There were times during the bitter winter when Beth felt despair.

It was so hard to get provisions, and even harder to turn the few ingredients she did manage to get into something tempting enough to make Rose eat.

Finally she managed to track down a black marketeer, and feeling extremely guilty she bought some butter, bacon, flour and a couple of tins of Spam and corned beef at an extremely inflated price.

It was good to make bread again with unadulterated flour, even if she did have to use the hoarded dried yeast which wasn’t a patch on the fresh stuff, now impossible to get.

As the smell of the baking bread rose up the stairs, Rose looked expectant for the first time in weeks.

With a couple of slices, a scraping of butter, and some of the homemade raspberry jam, Rose ate with relish.

‘Promise me you’ll eat dinner later with as much enthusiasm,’ Beth begged her.

‘When did you turn into such a dragon?’ Rose said but smiled anyway.

‘When you began being a bad girl,’ she retorted. ‘You can stay in bed for now, it’s the best place when it’s so cold, but at the first sign of spring I shall drag you out, whatever you say.’

Letters from Harry came intermittently, sometimes three together and then none for ages.

He had stopped trying to make her laugh with funny stories but instead spoke of imagining the home they’d create together, how he saw the garden, and that he hoped there would be babies too.

‘I’ve got this little daydream of us sitting in the garden on a hot day and a fat little porker of a baby boy playing in water in an old tin bath as Mum told me I used to do.

Sometimes I imagine a little girl with your dark hair, pretending to be a ballerina.

In this imaginary garden we have a dog, too, and a tortoise.

There is an apple and a pear tree, and the rest of the garden is full of flowers you’ve planted. ’

In each new letter there was another imaginary scene, sometimes a day at the seaside, or one of the children’s birthdays with a cake and candles.

A visit to a circus, or him teaching the children to swim.

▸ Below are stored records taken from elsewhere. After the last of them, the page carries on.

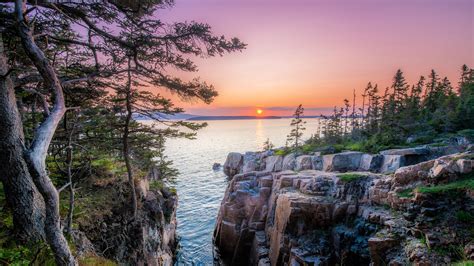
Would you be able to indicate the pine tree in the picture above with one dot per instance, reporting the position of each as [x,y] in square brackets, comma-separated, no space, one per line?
[298,127]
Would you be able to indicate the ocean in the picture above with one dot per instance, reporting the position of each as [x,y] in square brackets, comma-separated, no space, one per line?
[200,189]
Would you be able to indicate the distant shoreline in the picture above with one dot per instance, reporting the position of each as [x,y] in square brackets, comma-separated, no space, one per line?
[221,117]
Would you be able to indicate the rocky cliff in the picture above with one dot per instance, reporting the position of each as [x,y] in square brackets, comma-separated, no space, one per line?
[109,231]
[399,207]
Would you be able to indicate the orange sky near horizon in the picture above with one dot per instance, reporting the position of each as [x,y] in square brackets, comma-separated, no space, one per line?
[316,52]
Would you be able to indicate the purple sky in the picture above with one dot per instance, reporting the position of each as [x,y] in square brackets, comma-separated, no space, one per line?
[317,52]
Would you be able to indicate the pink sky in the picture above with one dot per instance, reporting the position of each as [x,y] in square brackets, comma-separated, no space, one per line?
[316,52]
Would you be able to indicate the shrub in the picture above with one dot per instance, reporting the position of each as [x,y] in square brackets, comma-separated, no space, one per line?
[467,133]
[464,216]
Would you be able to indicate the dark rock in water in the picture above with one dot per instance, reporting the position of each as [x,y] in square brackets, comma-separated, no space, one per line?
[216,166]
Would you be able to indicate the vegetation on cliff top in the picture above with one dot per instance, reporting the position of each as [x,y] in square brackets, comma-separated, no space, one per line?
[430,111]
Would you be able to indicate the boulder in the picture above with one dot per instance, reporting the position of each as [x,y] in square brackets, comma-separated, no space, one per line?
[250,162]
[233,164]
[369,162]
[317,162]
[391,163]
[410,155]
[303,162]
[342,162]
[274,163]
[289,162]
[407,151]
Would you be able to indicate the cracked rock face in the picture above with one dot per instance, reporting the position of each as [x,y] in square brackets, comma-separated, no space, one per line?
[313,217]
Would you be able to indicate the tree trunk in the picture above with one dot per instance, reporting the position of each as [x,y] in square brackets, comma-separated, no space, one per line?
[35,157]
[126,149]
[21,194]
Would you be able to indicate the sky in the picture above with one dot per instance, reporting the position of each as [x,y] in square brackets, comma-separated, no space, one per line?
[316,52]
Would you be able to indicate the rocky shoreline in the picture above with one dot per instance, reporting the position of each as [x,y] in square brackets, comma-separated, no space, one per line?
[149,239]
[398,207]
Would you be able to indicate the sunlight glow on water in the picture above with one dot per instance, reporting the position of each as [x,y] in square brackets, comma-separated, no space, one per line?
[200,189]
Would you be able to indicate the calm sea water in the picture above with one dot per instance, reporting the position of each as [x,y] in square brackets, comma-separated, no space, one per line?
[200,189]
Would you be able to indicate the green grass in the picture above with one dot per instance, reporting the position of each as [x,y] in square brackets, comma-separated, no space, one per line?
[350,177]
[456,186]
[406,193]
[464,216]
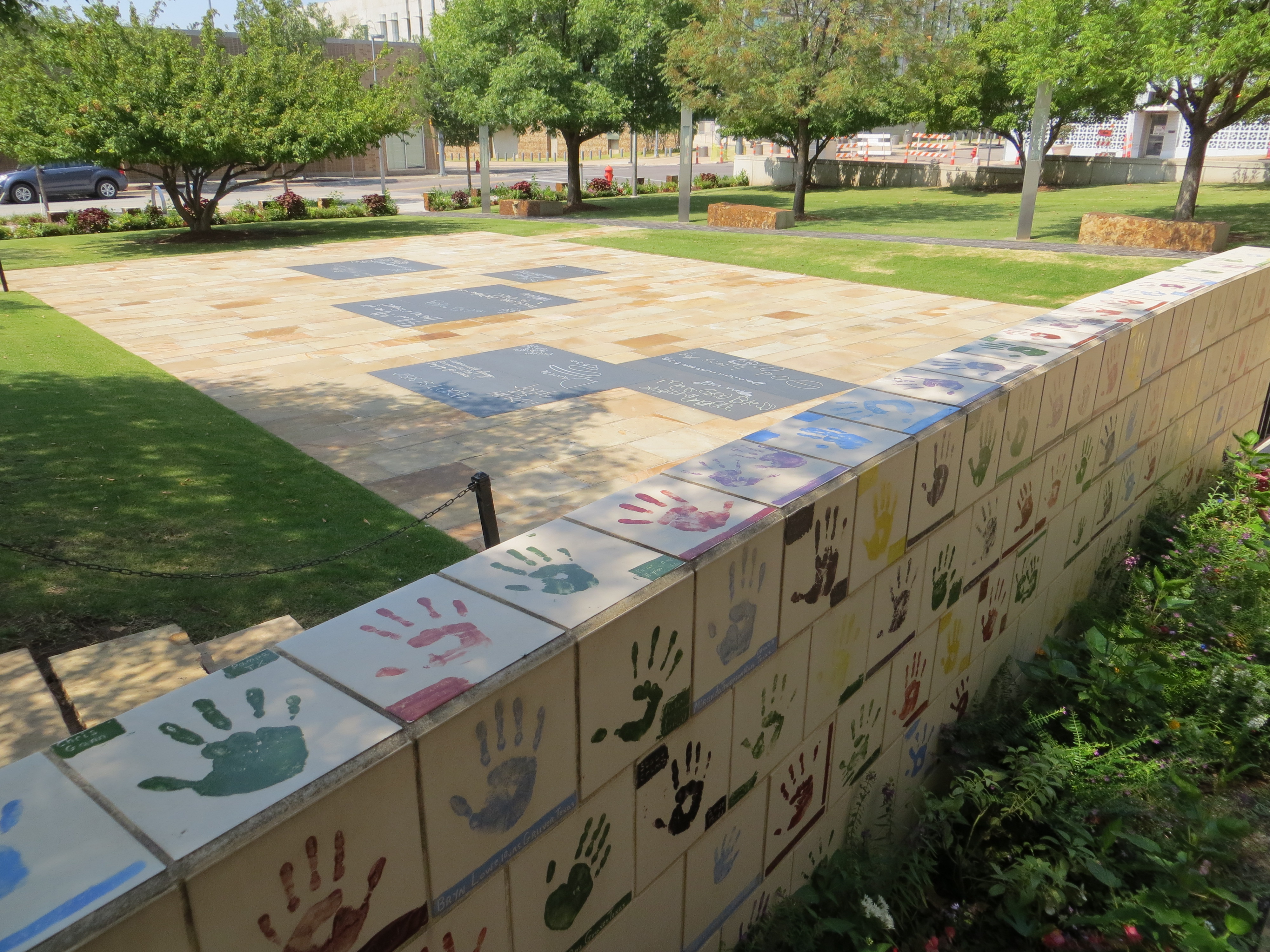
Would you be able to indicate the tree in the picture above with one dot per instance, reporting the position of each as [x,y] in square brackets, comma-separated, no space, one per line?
[1211,60]
[575,68]
[796,72]
[150,98]
[986,76]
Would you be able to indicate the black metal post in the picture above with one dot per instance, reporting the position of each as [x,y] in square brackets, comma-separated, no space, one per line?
[486,507]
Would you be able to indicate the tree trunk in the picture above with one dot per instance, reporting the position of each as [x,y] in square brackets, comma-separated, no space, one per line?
[573,164]
[802,167]
[1189,191]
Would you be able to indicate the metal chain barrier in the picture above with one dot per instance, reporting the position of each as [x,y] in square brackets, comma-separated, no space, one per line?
[474,487]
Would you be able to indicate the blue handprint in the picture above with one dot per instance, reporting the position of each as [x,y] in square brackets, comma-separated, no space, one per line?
[840,439]
[511,784]
[726,855]
[13,874]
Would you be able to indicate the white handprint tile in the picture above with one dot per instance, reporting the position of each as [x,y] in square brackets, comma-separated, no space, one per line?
[62,856]
[726,869]
[498,776]
[935,480]
[878,408]
[340,873]
[679,519]
[817,557]
[199,761]
[840,651]
[477,925]
[768,717]
[937,388]
[764,474]
[737,612]
[883,498]
[681,791]
[975,367]
[573,883]
[634,684]
[417,648]
[799,794]
[563,572]
[829,439]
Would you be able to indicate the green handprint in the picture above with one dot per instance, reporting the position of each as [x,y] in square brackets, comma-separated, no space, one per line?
[885,517]
[1086,453]
[568,899]
[244,762]
[676,710]
[987,444]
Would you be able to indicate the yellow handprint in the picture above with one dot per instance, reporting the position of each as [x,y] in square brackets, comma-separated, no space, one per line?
[885,519]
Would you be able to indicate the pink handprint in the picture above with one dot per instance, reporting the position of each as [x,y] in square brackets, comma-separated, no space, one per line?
[686,517]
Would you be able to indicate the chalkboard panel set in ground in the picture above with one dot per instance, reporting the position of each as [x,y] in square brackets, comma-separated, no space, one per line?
[500,381]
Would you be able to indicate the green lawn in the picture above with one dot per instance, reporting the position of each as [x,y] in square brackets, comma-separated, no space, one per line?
[1037,279]
[106,459]
[943,213]
[125,246]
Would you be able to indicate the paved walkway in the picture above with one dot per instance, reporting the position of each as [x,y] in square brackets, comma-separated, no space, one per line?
[270,343]
[1116,252]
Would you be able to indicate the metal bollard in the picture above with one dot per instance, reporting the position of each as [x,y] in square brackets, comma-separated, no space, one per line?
[486,508]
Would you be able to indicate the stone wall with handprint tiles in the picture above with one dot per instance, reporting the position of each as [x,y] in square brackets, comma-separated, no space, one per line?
[637,727]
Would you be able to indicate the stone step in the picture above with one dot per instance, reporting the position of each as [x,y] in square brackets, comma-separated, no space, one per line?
[30,715]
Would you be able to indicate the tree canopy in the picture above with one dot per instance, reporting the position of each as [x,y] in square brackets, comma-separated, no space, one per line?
[794,72]
[182,110]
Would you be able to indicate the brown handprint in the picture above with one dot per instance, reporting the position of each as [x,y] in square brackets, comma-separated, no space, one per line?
[346,922]
[686,517]
[885,519]
[1024,505]
[914,673]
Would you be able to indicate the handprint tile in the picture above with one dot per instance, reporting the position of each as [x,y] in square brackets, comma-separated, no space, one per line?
[827,439]
[415,649]
[636,684]
[881,409]
[798,795]
[199,761]
[477,925]
[577,879]
[935,480]
[763,474]
[679,519]
[681,791]
[768,717]
[883,499]
[563,572]
[737,611]
[725,870]
[62,856]
[985,430]
[935,388]
[840,652]
[497,776]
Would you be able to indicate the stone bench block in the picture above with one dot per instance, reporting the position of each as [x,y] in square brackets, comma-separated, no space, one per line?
[530,208]
[749,216]
[112,677]
[1136,232]
[30,718]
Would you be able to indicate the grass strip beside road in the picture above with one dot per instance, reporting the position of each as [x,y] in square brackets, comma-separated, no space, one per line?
[107,459]
[1034,279]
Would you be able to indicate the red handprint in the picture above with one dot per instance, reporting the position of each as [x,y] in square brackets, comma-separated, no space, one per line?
[686,519]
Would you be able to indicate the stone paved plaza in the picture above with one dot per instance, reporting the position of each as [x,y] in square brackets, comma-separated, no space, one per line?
[271,343]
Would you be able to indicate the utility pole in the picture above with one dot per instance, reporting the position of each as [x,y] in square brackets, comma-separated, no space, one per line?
[685,162]
[1036,159]
[485,169]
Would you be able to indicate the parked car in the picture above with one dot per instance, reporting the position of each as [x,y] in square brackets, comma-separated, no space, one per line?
[63,178]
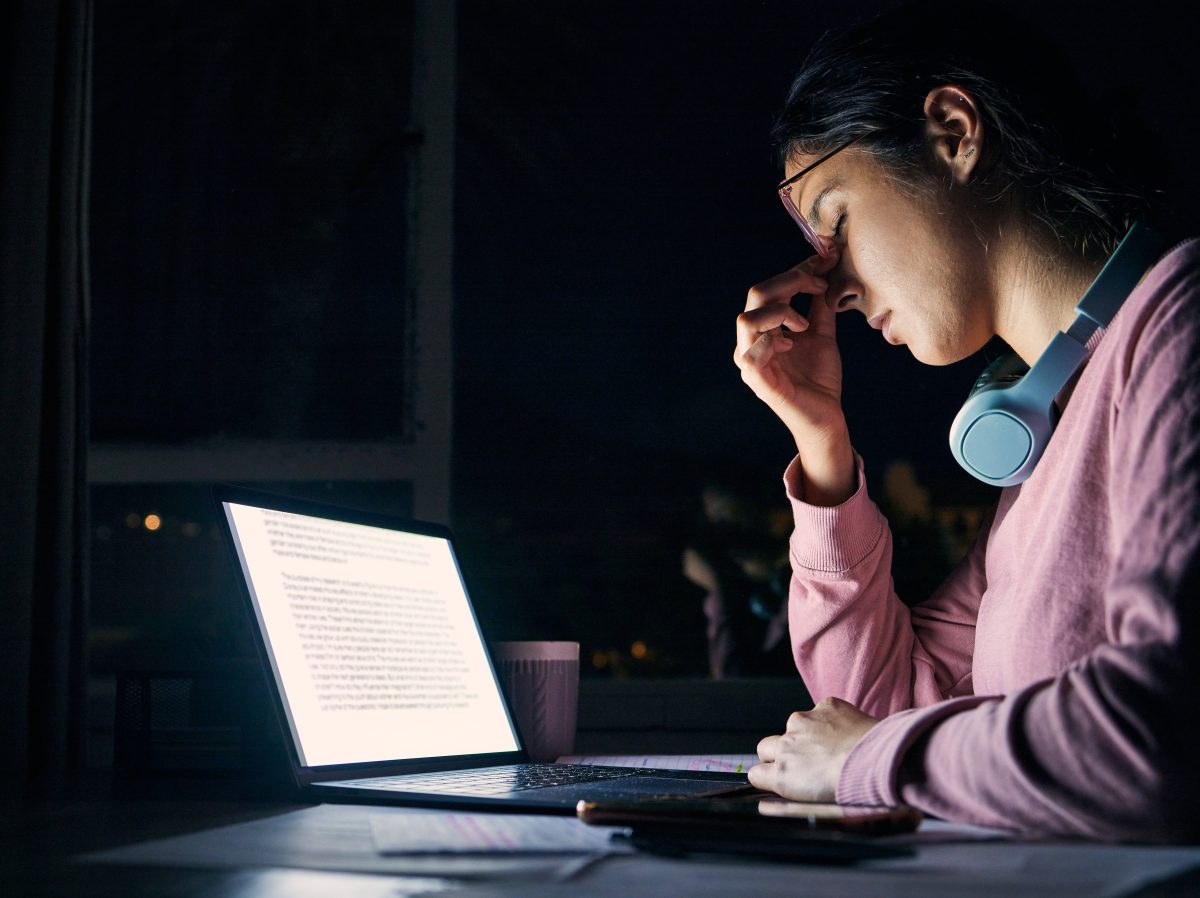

All the scenes took place in warm weather, and Beth surmised by that he must be very cold most of the time.

For Beth such imaginings were doubly poignant, as she had no memories like these of her own childhood. But she knew in her heart Harry was giving her these glimpses into the future for that very reason.

She tried to think of interesting or funny things to tell him in her letters.

There were a few hilarious moments at Hambleden House, but most of the patients there were so poorly they didn’t speak much.

The story of the death camps dominated the news and she didn’t want to even dwell on that, let alone write about it.

But she did write about the imaginary house she’d like to live in with him.

It was a real one, a mid-terrace Georgian house she’d walked past one evening before they’d drawn the curtains, and it looked so elegant inside, with wall-to-wall bookcases and a moss-green Chesterfield sofa.

She mentally redecorated it in pastel colours and had an imaginary kitchen at the back with French windows overlooking a gorgeous garden, and a view of the River Avon beyond.

In March they heard on the news that the Allied army had crossed the Rhine at Remagen, severely damaging German morale with both the loss of their soldiers and the knowledge they could no longer win. Later in April it was reported that President Roosevelt had died, and been succeeded by Truman.

Spring came late, but a touch of warm sunshine and daffodils bursting into flower lifted Beth’s spirits so much that she finally persuaded Rose to let her dress her and bring her downstairs for lunch.